第一百六十八章:一試便知


  「和你有沒有關係很快就知道了。」

  余長生拿出一個竹筒,將裡面的水倒出來灑在水泥支柱上。

  

  梁茂才不知道余長生在幹什麼,倒是一旁的馬和同像是想到了什麼,一臉好奇地問道,「余師弟,你這竹筒里裝的是不是天露水?」

  所謂的天露水,類似於基督教所說的聖水,是道家做法事開光過的一種泉水。

  這種水能夠驅邪避凶,一般是用來給築基成功之人清洗身體用的。

  不同的門派所製作出的天露水也是不一樣的,但不管是哪門哪派的天露水,那都是十分稀有的,像馬和同這種散修是肯定沒機會拿到的。

  余長生並沒有回答馬和同的話,因為這水一潑到水泥柱上以後,水泥柱上就顯現出了一張人臉。

  雖然這張人臉看上去像是由於水的不規則侵染所形成的,但是當梁茂才看見這張人臉以後,他整個人都變得緊張了起來。

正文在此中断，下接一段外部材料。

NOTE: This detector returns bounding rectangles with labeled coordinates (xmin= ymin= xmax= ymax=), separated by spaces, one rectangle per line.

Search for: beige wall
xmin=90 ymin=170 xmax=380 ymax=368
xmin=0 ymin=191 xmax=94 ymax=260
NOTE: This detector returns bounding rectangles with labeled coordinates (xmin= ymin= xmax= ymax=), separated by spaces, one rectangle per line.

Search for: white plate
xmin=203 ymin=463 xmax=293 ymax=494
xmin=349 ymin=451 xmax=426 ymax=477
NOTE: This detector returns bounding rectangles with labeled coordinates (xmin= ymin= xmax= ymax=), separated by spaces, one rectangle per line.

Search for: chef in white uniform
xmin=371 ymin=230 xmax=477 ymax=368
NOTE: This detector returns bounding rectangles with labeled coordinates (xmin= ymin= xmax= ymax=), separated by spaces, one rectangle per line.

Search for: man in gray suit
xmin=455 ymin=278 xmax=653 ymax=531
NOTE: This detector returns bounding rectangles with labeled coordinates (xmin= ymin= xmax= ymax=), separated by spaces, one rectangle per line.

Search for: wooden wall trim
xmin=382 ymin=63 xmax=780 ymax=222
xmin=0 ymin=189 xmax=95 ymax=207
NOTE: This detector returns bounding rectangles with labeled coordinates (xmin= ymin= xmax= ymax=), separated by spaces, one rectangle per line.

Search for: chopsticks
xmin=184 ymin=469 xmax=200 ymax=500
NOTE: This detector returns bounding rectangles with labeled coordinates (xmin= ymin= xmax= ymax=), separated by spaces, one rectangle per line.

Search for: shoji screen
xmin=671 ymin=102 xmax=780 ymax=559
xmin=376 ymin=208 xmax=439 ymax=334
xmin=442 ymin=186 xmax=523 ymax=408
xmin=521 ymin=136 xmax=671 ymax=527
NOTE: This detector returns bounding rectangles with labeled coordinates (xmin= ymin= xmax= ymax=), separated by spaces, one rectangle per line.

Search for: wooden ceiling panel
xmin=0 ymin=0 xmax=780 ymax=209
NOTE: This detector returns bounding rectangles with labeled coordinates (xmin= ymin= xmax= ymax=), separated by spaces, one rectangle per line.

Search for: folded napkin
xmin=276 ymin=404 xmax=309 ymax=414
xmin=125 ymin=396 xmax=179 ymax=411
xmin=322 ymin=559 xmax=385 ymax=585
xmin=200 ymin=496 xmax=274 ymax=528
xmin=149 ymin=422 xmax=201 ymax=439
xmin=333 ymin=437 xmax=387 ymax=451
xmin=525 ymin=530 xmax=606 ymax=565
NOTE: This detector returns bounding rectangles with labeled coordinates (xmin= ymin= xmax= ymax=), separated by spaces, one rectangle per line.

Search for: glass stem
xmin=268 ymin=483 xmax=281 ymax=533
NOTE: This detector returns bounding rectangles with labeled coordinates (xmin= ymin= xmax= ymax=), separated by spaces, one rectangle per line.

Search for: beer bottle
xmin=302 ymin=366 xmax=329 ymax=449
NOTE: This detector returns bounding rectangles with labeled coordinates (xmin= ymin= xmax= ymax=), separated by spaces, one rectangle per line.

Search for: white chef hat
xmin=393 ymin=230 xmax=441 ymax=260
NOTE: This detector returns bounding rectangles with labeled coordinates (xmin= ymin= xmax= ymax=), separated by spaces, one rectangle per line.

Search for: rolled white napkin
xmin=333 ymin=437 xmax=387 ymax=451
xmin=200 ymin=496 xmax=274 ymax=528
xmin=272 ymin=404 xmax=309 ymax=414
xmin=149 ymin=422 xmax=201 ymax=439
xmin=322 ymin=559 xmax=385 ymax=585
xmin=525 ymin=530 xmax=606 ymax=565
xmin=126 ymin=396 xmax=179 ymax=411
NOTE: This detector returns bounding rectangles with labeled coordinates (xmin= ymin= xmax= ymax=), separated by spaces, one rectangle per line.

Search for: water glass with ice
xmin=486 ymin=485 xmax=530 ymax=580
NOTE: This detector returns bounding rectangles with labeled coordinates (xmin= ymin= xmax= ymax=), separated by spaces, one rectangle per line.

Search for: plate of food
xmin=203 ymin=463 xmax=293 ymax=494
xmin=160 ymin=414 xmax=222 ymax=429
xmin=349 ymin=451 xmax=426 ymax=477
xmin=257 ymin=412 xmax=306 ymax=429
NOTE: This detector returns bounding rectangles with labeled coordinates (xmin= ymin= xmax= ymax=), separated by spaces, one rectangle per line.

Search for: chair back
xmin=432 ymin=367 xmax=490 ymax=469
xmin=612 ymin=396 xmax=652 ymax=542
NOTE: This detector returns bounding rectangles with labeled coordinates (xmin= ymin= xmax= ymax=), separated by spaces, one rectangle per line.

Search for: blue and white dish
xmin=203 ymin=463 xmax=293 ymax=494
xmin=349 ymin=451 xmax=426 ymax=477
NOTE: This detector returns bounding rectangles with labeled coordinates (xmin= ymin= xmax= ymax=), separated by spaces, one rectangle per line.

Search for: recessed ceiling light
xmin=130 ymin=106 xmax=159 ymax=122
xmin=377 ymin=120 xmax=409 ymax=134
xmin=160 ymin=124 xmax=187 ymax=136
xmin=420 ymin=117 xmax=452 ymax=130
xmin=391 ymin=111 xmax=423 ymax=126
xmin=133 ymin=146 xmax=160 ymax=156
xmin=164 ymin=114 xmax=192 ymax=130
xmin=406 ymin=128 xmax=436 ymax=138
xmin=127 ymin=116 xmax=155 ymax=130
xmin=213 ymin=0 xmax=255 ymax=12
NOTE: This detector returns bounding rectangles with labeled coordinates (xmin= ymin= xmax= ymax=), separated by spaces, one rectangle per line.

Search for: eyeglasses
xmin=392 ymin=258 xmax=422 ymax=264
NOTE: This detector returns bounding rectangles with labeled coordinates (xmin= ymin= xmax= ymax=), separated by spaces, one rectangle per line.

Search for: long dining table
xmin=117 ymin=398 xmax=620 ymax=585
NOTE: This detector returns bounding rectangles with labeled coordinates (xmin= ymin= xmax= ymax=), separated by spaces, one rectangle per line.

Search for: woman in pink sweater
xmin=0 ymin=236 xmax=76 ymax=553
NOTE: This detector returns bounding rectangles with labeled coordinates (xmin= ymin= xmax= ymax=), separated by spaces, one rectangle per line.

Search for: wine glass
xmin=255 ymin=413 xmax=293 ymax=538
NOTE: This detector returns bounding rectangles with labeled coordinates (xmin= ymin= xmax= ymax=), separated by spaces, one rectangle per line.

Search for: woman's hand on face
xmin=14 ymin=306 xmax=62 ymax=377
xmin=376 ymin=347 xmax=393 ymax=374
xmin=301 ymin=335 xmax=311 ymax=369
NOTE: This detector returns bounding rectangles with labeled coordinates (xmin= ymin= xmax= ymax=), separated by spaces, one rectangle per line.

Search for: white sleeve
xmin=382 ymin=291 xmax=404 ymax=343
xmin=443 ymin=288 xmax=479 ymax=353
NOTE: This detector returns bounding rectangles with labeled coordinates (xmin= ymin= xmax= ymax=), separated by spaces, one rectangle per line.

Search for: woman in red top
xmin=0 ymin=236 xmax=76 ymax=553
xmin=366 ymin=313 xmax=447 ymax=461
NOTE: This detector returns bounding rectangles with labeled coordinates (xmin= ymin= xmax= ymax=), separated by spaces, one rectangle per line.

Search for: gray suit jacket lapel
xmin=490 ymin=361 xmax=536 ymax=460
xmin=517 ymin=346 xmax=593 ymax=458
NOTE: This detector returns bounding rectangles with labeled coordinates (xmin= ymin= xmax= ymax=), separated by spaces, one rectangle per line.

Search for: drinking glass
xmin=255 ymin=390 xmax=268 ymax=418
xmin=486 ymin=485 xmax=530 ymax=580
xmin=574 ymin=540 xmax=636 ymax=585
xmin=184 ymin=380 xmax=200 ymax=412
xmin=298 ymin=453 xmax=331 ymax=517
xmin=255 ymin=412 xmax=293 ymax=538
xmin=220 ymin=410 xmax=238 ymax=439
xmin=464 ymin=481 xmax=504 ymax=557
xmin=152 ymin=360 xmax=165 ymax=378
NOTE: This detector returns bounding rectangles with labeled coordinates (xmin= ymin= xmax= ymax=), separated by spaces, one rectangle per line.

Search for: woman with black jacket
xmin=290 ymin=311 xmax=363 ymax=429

  「梁老闆,現在你說實話還來得及。等到柱子上的這人臉完全成型,他可就要找你索命了。」

  梁茂才哆哆嗦嗦地說道,「你這是說的什麼話?我都和你說過了,他的死和我一點關係都沒有!」

  「是嗎?那就好辦了,我們在這裡等著吧,再等三分鐘我們就知道他和你到底有沒有關係了。」

  余長生說完還真的不著急,站在一旁很是悠閒地等著人臉逐漸成型。

  梁茂才吃不住這種壓力,額頭上的冷汗越來越多。

  當他發現這柱子上的人臉比之前更清晰了幾分後,梁茂才終於受不了了。

  他撲通一聲跪在余長生的面前,哭著對余長生說道,「余師傅你高抬貴手放我一馬吧,我也是一時間鬼迷心竅,我沒有想要害他的意思啊!是他逼我逼得太緊了!」

  余長生冷冷地看著梁茂才說道,「怎麼,不是和你沒關係嗎?梁老闆你這是做什麼,趕緊起來。」

  「有關係有關係,他是我的小舅子鄭同光,家裡人都以為他失蹤了,但其實是被我封在了這水泥柱里。」

  梁茂才的話讓馬和同覺得身上發冷。

  「你這小舅子怎麼得罪你了,至於把他給封到柱子裡?」

  梁茂才支支吾吾地說道,「鄭同光是個爛賭鬼,他拿著錢經常出去爛賭,一賭就輸。他姐姐又是雲海集團的大股東,在公司里也是有股份的。所以他做的那些事情我也只能睜一隻眼閉一隻眼。兩年前他又挪用了三百萬的工程款拿去賭錢,我實在是忍無可忍了,所以才會約他到這裡來談談。」

  「談談?恐怕是殺人滅口毀屍滅跡吧。」

  一聽余長生這麼說梁茂才趕緊辯解道,「我真的沒想要殺他啊余師傅!當時我們就站在外面的空地上,旁邊停著一輛混凝土攪拌車。我和他說了還沒兩句,他突然就和瘋了一樣往混凝土攪拌車裡爬,我還沒來得及攔他就自己跳進去了。」

  梁茂才在說這些話的時候,余長生一直都在觀察梁茂才的反應,覺得他不像是在說謊。

  而且梁茂才一開始也說了,是鄭同光自己找死,和他沒有關係。

  余長生低著頭思考了起來,但梁茂才還以為余長生這是不相信自己說的話。

  他趕緊又對余長生說道,「當天在場的還有我兩個保鏢!他們都是親眼看見鄭同光自己爬進混凝土攪拌機的,我也是害怕被人給賴上,所以才會裝作什麼事情都沒有發生,讓人趕緊把這些混凝土給澆進柱子裡。」

  「有兩個問題我想問你。」余長生想了一會兒說道,「鄭同光是突然自己就爬進混凝土攪拌罐的嗎?還有,這混凝土攪拌罐一開始就是啟動著的嗎?車上有沒有人?」

  余長生這麼一說梁茂才似乎想起了什麼,臉色不太好看。

  「余師傅你這麼一問我想起來了,當時鄭同光本來和我聊著天,然後突然就和著魔了一樣,徑直朝著那個混凝土攪拌罐爬了過去。現在想想他在爬之前那個眼神就很嚇人,我覺得很陌生,根本就不像他。」

  「你是說他被什麼髒東西給附體了?」

  「對對對!有這個可能!他爬上那個罐子的時候還在笑呢!笑聲十分滲人。」

  「那混凝土攪拌罐呢?」余長生追問道,「當時是啟動著的嗎?」

  「不是。」梁茂才斬釘截鐵地說道,「我們工地上的要求是到晚上施工結束以後,所有的設備都要關閉,所有的車輛都要熄火。所以當時那個攪拌車本來是處於熄火狀態,但是當鄭同光爬進去以後,自攪拌車竟然自己點火了!而且混凝土攪拌罐也自己轉動了起來!」

  任誰遇到這種事情都會覺得邪門兒,梁茂才就更是如此。

  所以現在他回想起當晚的事情時,他的臉色都還有些發白,覺得十分詭異。

  「那輛攪拌車呢?我要去看看。」

  梁茂才臉上露出一個尷尬地表情說道,「那輛攪拌車實在是太邪門兒了,再加上鄭同光也死在那裡面,所以我就讓他們給處理了。」

  「怎麼處理的?」

  「送到了我們集團的一個廢棄工廠里,那個工廠已經閒置很多年都沒有用了,我們很多的垃圾或者廢物都是往那個工廠里放。」

  雲海集團的廢棄工廠!

  余長生和馬和同對視一眼,看來這一切之中冥冥自有天數啊。

  「梁老闆,你把你們集團所有的廢棄工廠地址都寫一個給我,尤其是你剛才處理攪拌混凝土車的那個工廠地址,標紅。」

  梁茂才有些心虛地問道,「你們要這些工廠的地址幹什麼?余師傅,這鄭同光的死和我真的沒有關係,你要相信我啊。」

  余長生淡淡地說道,「我當然相信你,要不然也不會讓你把地址寫下來了,而是直接報警抓你。趕緊寫,別浪費時間。」

  「那這柱子……」

  梁茂才看著柱子上越來越清晰的人臉,心裡犯怵。

  余長生伸手在柱子上拍了一下,柱子上的人臉直接消失了。